Teach the dog the right choice from the outset
Inhibiting dogs from acting like dogs causes training to degenerate into an endless string of reprimands. This hardly augurs well for good dog-human relationships, and is an extremely inefficient way to train a dog. Remember, for all the ways in which a dog may misbehave and ‘get it wrong’, there is only one way to get it right! Punishing the dog for every each and every wrong choice is and infinite task, which would require an eternity. Or we may teach the dog our choice – the right choice from the outset. The latter takes much less time.
Since it is the owners who often consider normal dog behaviour irksome and inappropriate, the onus lies with owners to teach dogs how to appropriately express their basic doggy nature within the domestic setting. Try to:
- Restrict potential problems so that their effects are immediately less bothersome
- Redirect your dog’s natural activities to alternative and acceptable outlets, and
- Reward your dog for behaving in an appropriate manner.

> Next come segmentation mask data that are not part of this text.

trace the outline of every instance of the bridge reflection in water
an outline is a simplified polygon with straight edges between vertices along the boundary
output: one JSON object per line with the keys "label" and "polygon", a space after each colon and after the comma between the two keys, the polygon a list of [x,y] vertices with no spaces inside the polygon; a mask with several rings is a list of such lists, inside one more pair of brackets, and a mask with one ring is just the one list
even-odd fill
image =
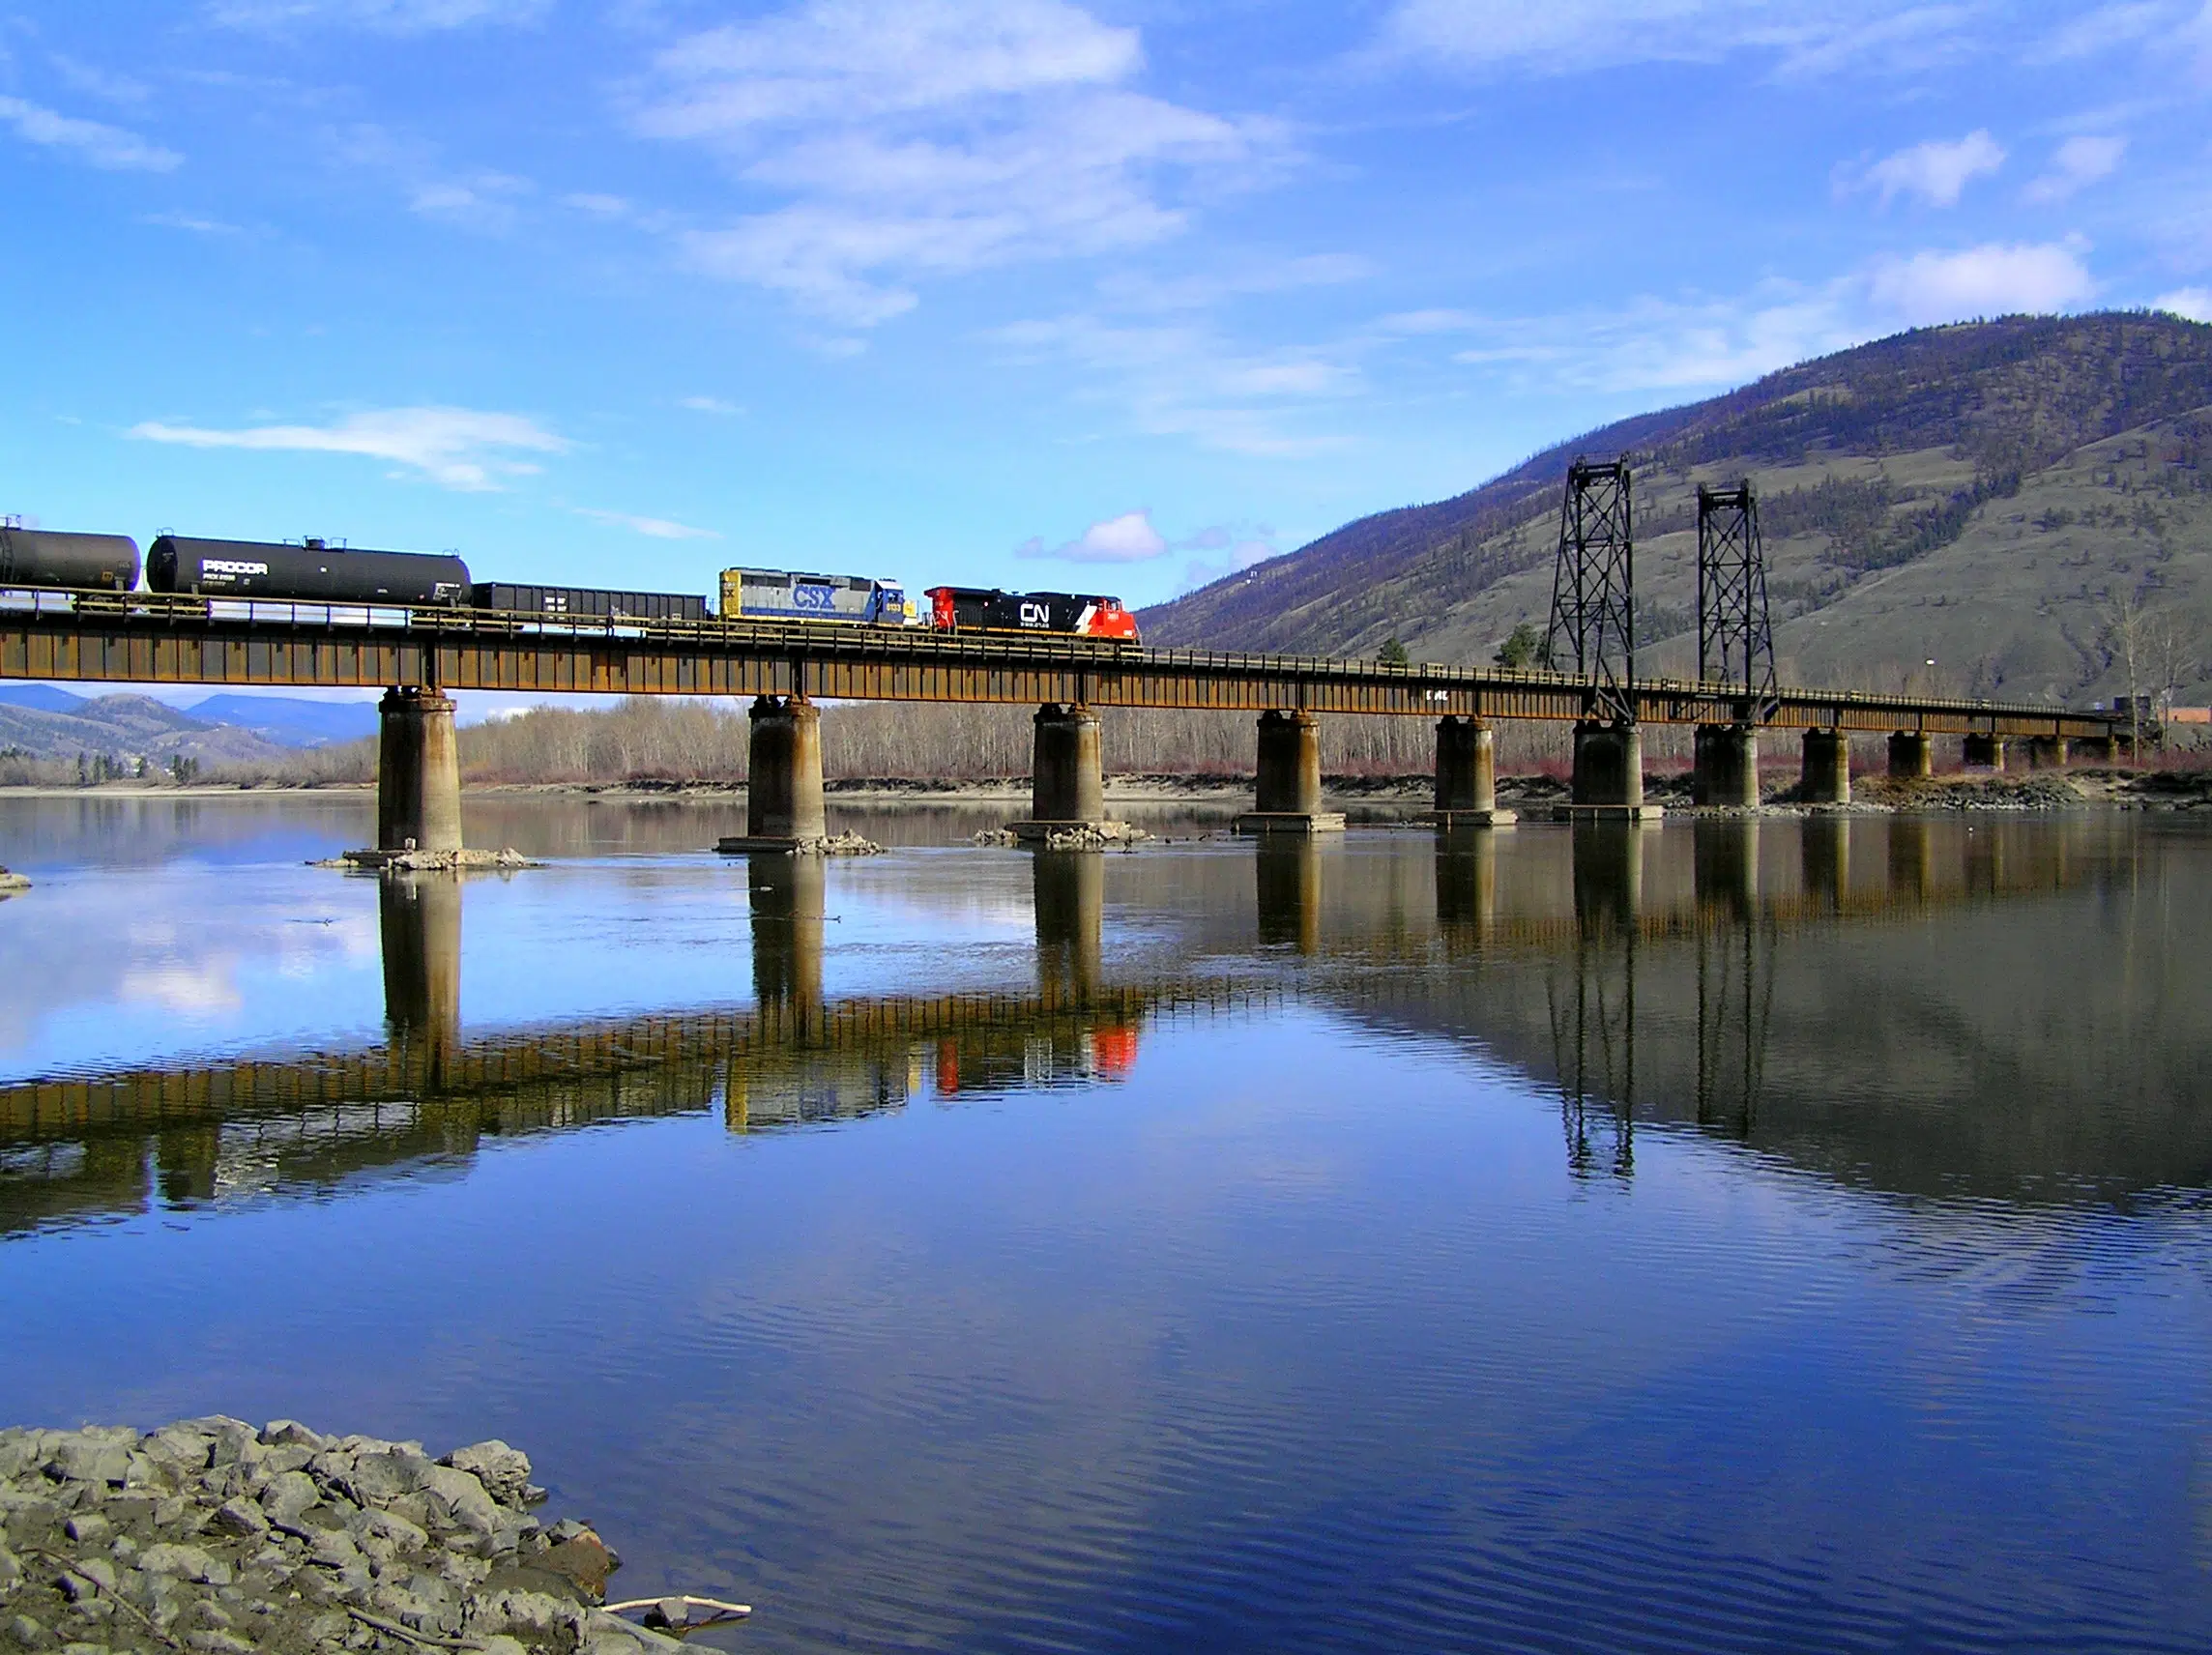
{"label": "bridge reflection in water", "polygon": [[[763,857],[752,1004],[474,1032],[463,885],[391,879],[382,1046],[0,1088],[0,1230],[436,1176],[487,1134],[1110,1081],[1150,1028],[1293,1002],[1553,1088],[1578,1176],[1632,1176],[1659,1127],[1895,1191],[2127,1200],[2212,1177],[2212,1010],[2159,941],[2212,922],[2197,868],[2090,824],[1904,818],[1037,852],[1033,987],[831,1000],[836,876]],[[1109,897],[1172,941],[1110,971]]]}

Most importantly, endeavour to strike a workable compromise with your dog and establish a mutually acceptable living situation.
Reward-orientated training program
By adopting a reward-orientated training program, it is not necessary to punish your dog at all. The central tenet of any efficacious training program (whether behaviour, temperament or obedience training) is to reward your dog for getting things right. During early education, manipulate the dog’s living situation, so that it cannot fail to get things right. When presented with a choice: do it your way and get lots of goodies or do it the dog’s way and get nothing, most dogs soon join the team.